A mídia e o mercado pediram e a classe média atendeu. Logo após as eleições,
era necessário bater panelas contra uma presidenta eleita democraticamente.
Dilma Rousseff foi impedida de governar e os trâmites do golpe iniciaram,
enquanto o povo sentia o gosto de sangue na boca. Mas, se o antagonista desse
drama já estava sendo –injustamente– escorraçado, era necessário eleger um
protagonista. Um nome forte, com ares incorruptíveis e em quem a população
confiasse cegamente e sem jamais questionar.
Após algumas tentativas frustradas, o nome de Sérgio Moro caiu como uma
luva. Foi então que o juiz curitibano passou a ser representado nas
manifestações em bonecos infláveis vestido de super-herói. Mesmo após o
impeachment e a queda de seus “rivais”, Moro continuou sendo representado com
capa e superpoderes em manifestações convocadas pelo MBL e outros grupelhos
fascisto-paneleiros. Já Lula era representado no boneco pixuleco, pintado como
um presidiário. A luta do bem contra o mal estava armada.
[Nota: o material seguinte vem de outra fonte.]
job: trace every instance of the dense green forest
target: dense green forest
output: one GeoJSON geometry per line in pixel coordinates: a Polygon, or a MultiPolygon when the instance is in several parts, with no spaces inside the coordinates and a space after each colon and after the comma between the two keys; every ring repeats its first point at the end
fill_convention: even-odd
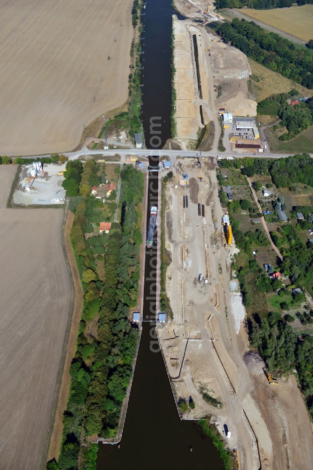
{"type": "Polygon", "coordinates": [[[229,41],[248,57],[284,77],[313,88],[313,55],[296,49],[293,42],[268,32],[253,21],[234,18],[231,23],[211,23],[225,42],[229,41]]]}
{"type": "Polygon", "coordinates": [[[259,350],[274,374],[290,373],[296,368],[311,419],[313,418],[313,338],[297,337],[280,313],[268,313],[250,324],[251,344],[259,350]]]}
{"type": "Polygon", "coordinates": [[[292,7],[293,3],[298,5],[312,3],[312,0],[215,0],[216,8],[242,8],[248,7],[257,10],[267,10],[273,8],[292,7]]]}
{"type": "MultiPolygon", "coordinates": [[[[71,237],[83,286],[84,308],[70,369],[60,457],[57,463],[53,461],[47,466],[53,470],[78,468],[82,437],[115,436],[138,337],[128,317],[137,300],[143,176],[129,165],[121,172],[120,197],[126,203],[122,227],[112,223],[108,234],[85,240],[94,209],[89,182],[97,176],[99,165],[93,160],[88,160],[83,170],[80,164],[68,163],[67,172],[71,178],[67,179],[78,185],[79,196],[70,198],[75,212],[71,237]],[[89,328],[91,322],[96,325],[96,334],[89,328]]],[[[95,469],[97,449],[93,445],[83,450],[84,470],[95,469]]]]}
{"type": "MultiPolygon", "coordinates": [[[[289,93],[273,95],[258,105],[258,114],[278,116],[281,126],[286,126],[288,132],[279,136],[281,141],[290,140],[313,124],[313,100],[300,101],[291,106],[286,102],[291,96],[298,94],[297,90],[289,93]]],[[[274,129],[276,128],[274,126],[274,129]]]]}
{"type": "MultiPolygon", "coordinates": [[[[235,168],[238,171],[241,169],[249,177],[255,174],[270,175],[273,182],[278,187],[292,189],[293,184],[299,183],[313,187],[313,161],[305,154],[277,160],[249,157],[233,160],[225,159],[221,160],[219,165],[222,167],[235,168]]],[[[220,184],[222,185],[222,177],[218,177],[218,179],[220,184]]],[[[309,334],[298,336],[294,332],[287,322],[293,321],[292,315],[287,314],[284,318],[281,312],[269,312],[267,307],[261,318],[257,308],[253,309],[256,305],[254,303],[254,298],[262,292],[265,296],[280,290],[281,308],[287,310],[290,306],[296,308],[299,303],[305,301],[305,295],[304,292],[293,294],[289,304],[284,301],[289,291],[282,288],[282,281],[271,279],[252,254],[252,249],[268,244],[264,232],[257,229],[255,232],[243,232],[239,229],[239,224],[236,217],[237,212],[243,207],[249,211],[251,207],[248,207],[245,200],[228,203],[223,199],[222,191],[220,191],[219,194],[223,205],[226,204],[228,206],[236,246],[244,254],[240,261],[236,258],[233,267],[237,271],[244,304],[250,312],[247,325],[251,344],[258,348],[267,367],[273,374],[288,374],[293,369],[297,369],[301,391],[313,418],[313,338],[309,334]]],[[[280,271],[289,277],[292,284],[305,287],[311,294],[313,293],[313,250],[302,241],[298,231],[308,228],[308,224],[311,227],[313,211],[312,206],[294,206],[291,217],[296,219],[296,212],[302,212],[305,219],[296,222],[296,227],[291,224],[285,224],[281,226],[277,232],[270,233],[283,256],[282,261],[277,260],[280,271]]],[[[305,325],[313,321],[313,313],[306,312],[297,316],[305,325]]]]}

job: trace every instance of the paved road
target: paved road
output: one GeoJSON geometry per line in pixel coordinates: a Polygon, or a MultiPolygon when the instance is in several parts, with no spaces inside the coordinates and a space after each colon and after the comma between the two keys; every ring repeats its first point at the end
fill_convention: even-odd
{"type": "MultiPolygon", "coordinates": [[[[129,162],[126,160],[126,156],[130,155],[132,156],[137,156],[141,157],[146,157],[147,158],[149,156],[159,156],[160,157],[162,156],[167,156],[169,157],[171,162],[172,162],[172,164],[175,164],[176,162],[176,159],[177,157],[186,157],[187,158],[194,158],[196,157],[197,155],[199,154],[199,151],[198,150],[161,150],[158,149],[127,149],[125,150],[123,149],[115,149],[114,150],[89,150],[87,148],[83,148],[81,150],[78,150],[77,152],[67,152],[63,153],[64,155],[66,155],[67,157],[69,157],[70,160],[75,160],[76,158],[79,158],[80,157],[82,157],[84,155],[103,155],[105,158],[106,155],[113,156],[116,154],[118,154],[121,156],[121,160],[119,160],[119,162],[121,163],[133,163],[133,162],[129,162]]],[[[253,153],[244,153],[244,154],[236,154],[233,152],[222,152],[221,153],[218,153],[216,151],[211,150],[209,152],[201,152],[201,155],[203,157],[216,157],[217,156],[221,158],[226,158],[229,157],[232,157],[232,158],[243,158],[245,157],[250,157],[252,158],[260,158],[262,157],[263,154],[257,153],[255,155],[253,153]]],[[[295,155],[294,154],[281,154],[281,153],[268,153],[267,154],[266,156],[267,157],[271,158],[286,158],[287,157],[289,157],[290,155],[295,155]]],[[[310,154],[311,157],[313,157],[313,154],[310,154]]],[[[33,158],[37,158],[37,157],[50,157],[50,154],[47,154],[46,155],[32,155],[29,157],[30,160],[33,158]]],[[[23,158],[27,158],[27,157],[23,157],[23,158]]],[[[116,164],[118,162],[106,162],[106,164],[116,164]]],[[[144,162],[145,164],[145,162],[144,162]]]]}

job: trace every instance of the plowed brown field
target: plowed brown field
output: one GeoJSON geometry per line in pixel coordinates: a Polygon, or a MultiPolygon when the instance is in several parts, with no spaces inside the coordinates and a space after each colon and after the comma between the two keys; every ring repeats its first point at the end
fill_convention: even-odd
{"type": "Polygon", "coordinates": [[[132,3],[0,2],[1,155],[71,150],[126,101],[132,3]]]}
{"type": "Polygon", "coordinates": [[[63,210],[6,207],[16,171],[2,165],[0,171],[0,468],[37,470],[55,399],[71,282],[63,210]]]}

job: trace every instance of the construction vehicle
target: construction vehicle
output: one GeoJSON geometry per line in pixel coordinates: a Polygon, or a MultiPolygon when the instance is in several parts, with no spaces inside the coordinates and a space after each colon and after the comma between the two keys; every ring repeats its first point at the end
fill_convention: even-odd
{"type": "Polygon", "coordinates": [[[273,378],[269,372],[267,372],[267,380],[270,385],[278,385],[278,381],[277,379],[273,378]]]}
{"type": "Polygon", "coordinates": [[[230,245],[231,243],[232,237],[233,234],[231,231],[231,226],[229,225],[227,227],[227,230],[226,231],[226,242],[227,242],[228,245],[230,245]]]}
{"type": "Polygon", "coordinates": [[[234,449],[233,450],[233,453],[235,455],[235,458],[236,459],[236,463],[237,464],[237,467],[238,469],[240,468],[240,464],[239,463],[239,459],[238,457],[238,451],[237,449],[234,449]]]}
{"type": "Polygon", "coordinates": [[[198,154],[197,154],[197,159],[198,160],[198,168],[199,169],[201,169],[201,168],[202,168],[202,164],[201,163],[201,161],[202,158],[202,157],[201,157],[201,152],[200,152],[200,155],[199,156],[198,155],[198,154]]]}

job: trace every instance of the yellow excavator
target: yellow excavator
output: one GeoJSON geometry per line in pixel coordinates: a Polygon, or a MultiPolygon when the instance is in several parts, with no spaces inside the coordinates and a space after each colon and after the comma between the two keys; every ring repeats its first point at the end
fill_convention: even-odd
{"type": "Polygon", "coordinates": [[[278,385],[278,381],[277,379],[274,379],[269,372],[267,372],[267,380],[270,385],[278,385]]]}
{"type": "Polygon", "coordinates": [[[234,449],[233,450],[233,453],[234,454],[234,456],[236,460],[236,463],[237,464],[237,467],[238,469],[240,468],[240,464],[239,463],[239,459],[238,456],[238,451],[237,449],[234,449]]]}

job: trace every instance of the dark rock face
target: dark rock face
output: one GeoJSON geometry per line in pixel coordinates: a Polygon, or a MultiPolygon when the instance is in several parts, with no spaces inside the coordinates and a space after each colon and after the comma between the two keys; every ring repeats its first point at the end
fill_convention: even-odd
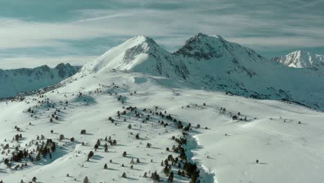
{"type": "Polygon", "coordinates": [[[61,63],[55,68],[47,65],[33,69],[0,69],[0,98],[12,97],[57,84],[76,73],[80,67],[61,63]]]}

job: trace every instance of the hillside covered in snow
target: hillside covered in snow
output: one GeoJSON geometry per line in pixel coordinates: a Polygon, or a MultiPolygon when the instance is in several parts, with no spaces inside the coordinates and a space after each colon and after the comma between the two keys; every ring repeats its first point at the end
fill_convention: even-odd
{"type": "Polygon", "coordinates": [[[137,36],[0,102],[0,181],[323,182],[321,80],[220,36],[137,36]]]}
{"type": "Polygon", "coordinates": [[[0,85],[6,88],[0,90],[0,98],[57,84],[77,73],[79,69],[69,64],[60,64],[55,68],[43,65],[33,69],[0,69],[0,85]]]}
{"type": "Polygon", "coordinates": [[[324,67],[324,55],[304,51],[296,51],[287,55],[273,58],[272,60],[296,68],[318,69],[324,67]]]}

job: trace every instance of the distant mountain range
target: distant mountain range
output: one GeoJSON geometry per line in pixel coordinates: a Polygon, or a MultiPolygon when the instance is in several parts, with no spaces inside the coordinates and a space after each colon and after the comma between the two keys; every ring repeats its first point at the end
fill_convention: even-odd
{"type": "Polygon", "coordinates": [[[123,71],[172,78],[196,89],[294,101],[324,110],[324,76],[313,71],[321,69],[323,55],[296,51],[272,60],[276,62],[219,35],[198,33],[174,53],[165,51],[152,39],[140,35],[89,62],[78,72],[79,67],[69,64],[60,64],[54,69],[42,66],[1,70],[0,83],[8,89],[0,92],[0,97],[48,87],[77,72],[66,81],[93,73],[123,71]]]}
{"type": "Polygon", "coordinates": [[[305,51],[296,51],[287,55],[276,57],[272,60],[296,68],[324,68],[324,55],[305,51]]]}
{"type": "Polygon", "coordinates": [[[86,64],[73,78],[111,70],[170,78],[197,89],[324,109],[323,76],[273,62],[221,36],[198,33],[174,53],[150,37],[136,36],[86,64]]]}
{"type": "Polygon", "coordinates": [[[55,68],[43,65],[34,69],[0,69],[0,98],[16,96],[56,84],[75,74],[80,67],[61,63],[55,68]]]}

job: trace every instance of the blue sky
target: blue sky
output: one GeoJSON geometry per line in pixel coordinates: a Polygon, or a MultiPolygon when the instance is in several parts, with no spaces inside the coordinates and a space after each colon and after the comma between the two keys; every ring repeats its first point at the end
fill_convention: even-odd
{"type": "Polygon", "coordinates": [[[137,35],[220,35],[267,58],[324,54],[324,0],[0,0],[0,68],[80,64],[137,35]]]}

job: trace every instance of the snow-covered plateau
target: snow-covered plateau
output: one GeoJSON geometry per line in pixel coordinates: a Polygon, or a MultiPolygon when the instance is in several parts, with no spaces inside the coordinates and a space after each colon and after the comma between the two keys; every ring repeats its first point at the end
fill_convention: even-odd
{"type": "Polygon", "coordinates": [[[80,67],[61,63],[55,68],[43,65],[33,69],[0,69],[0,98],[13,97],[57,84],[79,70],[80,67]]]}
{"type": "Polygon", "coordinates": [[[0,181],[323,182],[323,81],[220,36],[137,36],[0,103],[0,181]]]}

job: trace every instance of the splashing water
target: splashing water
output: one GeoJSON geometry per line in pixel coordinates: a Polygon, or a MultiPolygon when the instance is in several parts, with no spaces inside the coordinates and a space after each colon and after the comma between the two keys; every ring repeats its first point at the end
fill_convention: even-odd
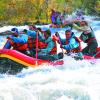
{"type": "MultiPolygon", "coordinates": [[[[100,45],[99,33],[96,37],[100,45]]],[[[5,41],[0,38],[1,43],[5,41]]],[[[75,61],[64,65],[41,65],[17,75],[0,75],[0,100],[100,100],[100,60],[75,61]]]]}

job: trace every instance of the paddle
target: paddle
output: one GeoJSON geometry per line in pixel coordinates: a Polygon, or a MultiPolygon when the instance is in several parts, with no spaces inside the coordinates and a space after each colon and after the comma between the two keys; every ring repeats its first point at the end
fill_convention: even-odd
{"type": "MultiPolygon", "coordinates": [[[[55,35],[58,37],[58,41],[59,41],[59,43],[60,43],[60,46],[62,46],[62,43],[61,43],[61,40],[60,40],[59,33],[56,32],[55,35]]],[[[64,54],[63,48],[61,48],[61,50],[62,50],[62,53],[64,54]]]]}
{"type": "Polygon", "coordinates": [[[93,57],[96,57],[98,54],[100,54],[100,47],[97,48],[97,53],[93,57]]]}
{"type": "Polygon", "coordinates": [[[37,30],[36,32],[36,66],[38,65],[38,62],[37,62],[38,60],[38,33],[39,31],[37,30]]]}

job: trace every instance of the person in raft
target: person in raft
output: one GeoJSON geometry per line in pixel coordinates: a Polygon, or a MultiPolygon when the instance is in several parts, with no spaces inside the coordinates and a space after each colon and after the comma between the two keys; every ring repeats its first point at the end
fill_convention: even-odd
{"type": "Polygon", "coordinates": [[[14,49],[26,54],[28,35],[20,34],[17,28],[11,29],[12,35],[7,37],[7,42],[3,49],[14,49]]]}
{"type": "Polygon", "coordinates": [[[75,36],[71,29],[65,31],[65,39],[62,39],[58,33],[56,33],[56,36],[59,37],[58,43],[60,43],[61,48],[65,49],[65,54],[74,57],[76,60],[83,59],[81,40],[75,36]]]}
{"type": "Polygon", "coordinates": [[[34,57],[36,54],[36,47],[38,41],[38,49],[42,49],[45,47],[44,45],[44,32],[41,28],[35,28],[34,30],[26,30],[23,32],[28,35],[28,51],[30,52],[30,56],[34,57]],[[38,35],[38,36],[37,36],[38,35]]]}
{"type": "Polygon", "coordinates": [[[87,43],[87,46],[82,50],[82,53],[84,55],[95,56],[98,43],[92,28],[84,20],[80,22],[80,26],[76,24],[73,24],[73,26],[73,28],[82,32],[80,39],[84,43],[87,43]]]}
{"type": "Polygon", "coordinates": [[[48,61],[54,61],[57,60],[58,54],[57,54],[57,44],[56,41],[51,36],[51,31],[46,30],[44,33],[45,41],[44,41],[44,48],[40,49],[38,52],[38,58],[48,60],[48,61]]]}

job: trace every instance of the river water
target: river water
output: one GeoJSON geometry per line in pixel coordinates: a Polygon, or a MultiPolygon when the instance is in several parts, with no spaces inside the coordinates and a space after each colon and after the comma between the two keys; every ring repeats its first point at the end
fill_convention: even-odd
{"type": "MultiPolygon", "coordinates": [[[[100,21],[92,21],[91,27],[100,46],[100,21]]],[[[0,48],[5,41],[0,36],[0,48]]],[[[0,74],[0,100],[100,100],[100,60],[65,57],[64,61],[62,66],[41,65],[17,75],[0,74]]]]}

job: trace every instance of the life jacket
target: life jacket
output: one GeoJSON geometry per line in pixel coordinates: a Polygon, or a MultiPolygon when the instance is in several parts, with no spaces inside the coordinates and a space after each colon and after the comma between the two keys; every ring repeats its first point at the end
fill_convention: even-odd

A via crucis foi montada e o “herói” condenou Lula, sem provas, baseado
apenas em delações. Mas, como Aquiles e seu calcanhar, Moro tinha um ponto
fraco, as próprias delações premiadas. Apesar de a mídia comercial esconder a
todo custo o depoimento de Tacla Durán na CPI da JBS esta semana, a afirmação
do ex-advogado da Odebrecht de que as delações foram manipuladas inegavelmente
enfraqueceu a narrativa da Lava-Jato. Durán, que trabalhou na empreiteira entre
2011 e 2016, acusa o advogado Carlos Zucolloto (padrinho de casamento de Moro)
de pedir 5 milhões de dólares para “facilitar” sua delação.
O depoimento comprova o que todo mundo desconfiava: o instituto da
delação premiada, como tudo no Brasil atualmente, virou uma indústria com os
fins de aniquilar o PT. Durán detalhou como o esquema funcionava: “Recebi uma
minuta do Ministério Público (sobre o acordo de delação) que
constava que o valor seria reduzido para um terço, mas que eu pagasse os 5
milhões de dólares para uma conta de Andorra”.
A acusação é grave, ainda mais quando se sabe que, em vez de provas
concretas, a operação Lava-Jato se baseou principalmente no instituto da
delação premiada. Muitas vezes questionado, o método destituiu deputados,
senadores e enviou alguns políticos para a cadeia (caso não fossem do PSDB,
claro). Uma denúncia como essas deveria fazer a própria operação desmoronar e
seus argumentos caírem por terra. Moro, como juiz titular e líder supremo
da República de Curitiba, perde o posto de sentinela da probidade. Se
estivéssemos em um país sério, sua atuação deveria ser investigada.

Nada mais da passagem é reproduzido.